I don’t know how i’ll go. I’m not going to promise everything. I’m not expecting magic, and i’m keeping my expectations low.
Thats all i can think of, so much for being short and sweet.
Just for Today
Just for today, I will try to live through this day only,
and not tackle my whole life problem
at once. I can do something for twelve hours
that would appall me if I felt that I had to
keep it up for a lifetime.
Just for today, I will be happy. This assumes to
be true what Abraham Lincoln said, that
"most folks are as happy as they make up
their minds to be."
(Although I am a hugh Lincoln fan he also suffered from depression, I do not think he TRULY believed this, we all know we cannot will ourselves ”happy”)
Just for today, I will try to strengthen my mind.
I will study. I will learn something useful.
I will not be a mental loafer. I will read
something that requires effort, thought and
concentration.
Just for today, I will adjust myself to what is,
and not try to adjust everything to my own
desires. I will take my "luck" as it comes,
and fit myself to it.
Just for today, I will exercise my soul in three
ways: I will do somebody a good turn, and
not get found out. I will do at least two
things I don”t want to–just for exercise.
I will not show anyone that my feelings are
hurt; they may be hurt, but today I will not
show it
Just for today, I will be agreeable. I will look
as well as I can, dress becomingly, talk low,
act courteously, criticize not one bit, not
find fault with anything and not try to improve
or regulate anybody except myself.
Just for today, I will have a program. I may not
follow it exactly, but I will have it. I will
save myself from two pests: hurry and indecision.

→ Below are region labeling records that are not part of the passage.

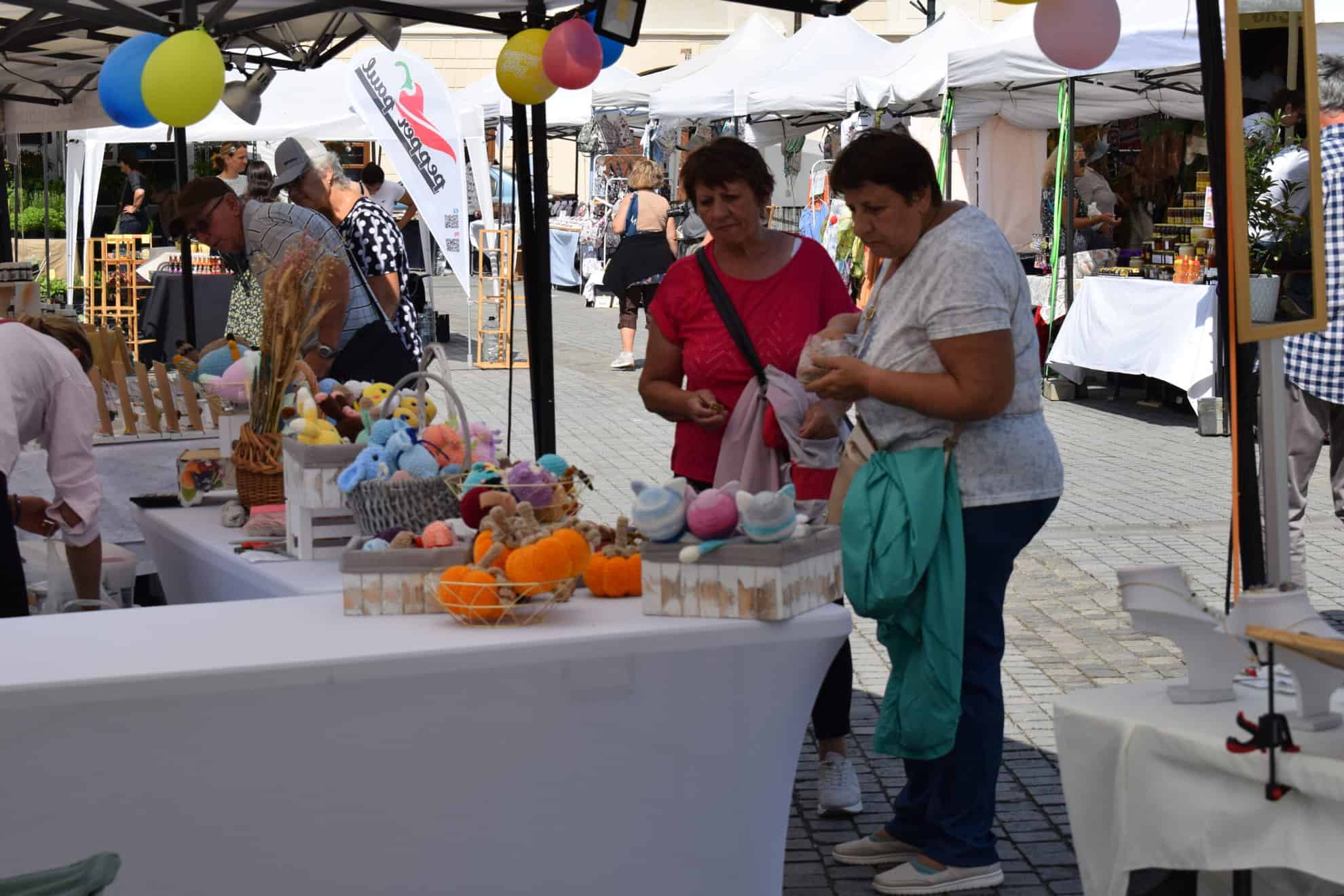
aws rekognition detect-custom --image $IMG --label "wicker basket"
[346,361,470,535]
[234,423,285,508]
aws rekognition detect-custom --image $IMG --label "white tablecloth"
[134,498,341,603]
[1047,277,1218,405]
[1055,681,1344,896]
[0,593,849,896]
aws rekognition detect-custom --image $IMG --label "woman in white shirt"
[0,317,102,616]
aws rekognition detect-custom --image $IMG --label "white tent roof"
[747,7,984,117]
[948,0,1220,132]
[649,16,891,121]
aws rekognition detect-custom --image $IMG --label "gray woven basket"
[346,354,470,536]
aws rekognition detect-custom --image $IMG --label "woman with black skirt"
[602,159,676,371]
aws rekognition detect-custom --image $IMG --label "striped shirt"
[1284,125,1344,405]
[243,202,379,351]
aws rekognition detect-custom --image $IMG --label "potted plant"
[1246,114,1309,324]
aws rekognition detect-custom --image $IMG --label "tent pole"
[41,133,51,302]
[173,128,196,346]
[523,97,555,457]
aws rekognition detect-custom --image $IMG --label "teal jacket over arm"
[840,447,967,759]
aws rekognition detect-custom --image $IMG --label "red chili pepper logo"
[396,62,457,161]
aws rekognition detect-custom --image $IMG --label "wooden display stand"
[85,325,225,438]
[472,229,529,369]
[85,240,149,361]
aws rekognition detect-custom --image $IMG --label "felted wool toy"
[396,445,438,480]
[536,454,570,479]
[631,477,691,542]
[421,423,466,466]
[187,341,247,383]
[686,489,738,539]
[359,383,392,405]
[469,423,500,464]
[465,461,504,485]
[198,352,261,405]
[738,482,805,544]
[504,464,555,508]
[383,430,411,470]
[421,520,457,548]
[336,445,391,494]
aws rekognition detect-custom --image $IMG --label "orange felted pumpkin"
[583,516,643,598]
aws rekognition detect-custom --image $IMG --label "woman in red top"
[639,137,863,814]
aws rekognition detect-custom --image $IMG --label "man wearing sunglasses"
[169,177,380,379]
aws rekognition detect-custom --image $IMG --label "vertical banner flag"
[347,50,472,293]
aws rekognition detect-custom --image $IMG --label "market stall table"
[1055,681,1344,896]
[133,505,341,603]
[0,591,849,896]
[140,272,234,362]
[1047,277,1216,406]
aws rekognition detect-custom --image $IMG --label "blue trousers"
[887,498,1059,867]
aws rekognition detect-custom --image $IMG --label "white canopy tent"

Just for today, I will have a quiet half hour all
by myself, and relax. During this half hour,
sometime, I will try to get a better perspective
of my life.
Just for today, I will be unafraid. Especially I
will not be afraid to enjoy what is beautiful,
and to believe that as I give to the world, so
the world will give to me.
I wish you the best in your endeavor, this is not meant to sound "preachy" in any way but some of these words have helped me in hard times.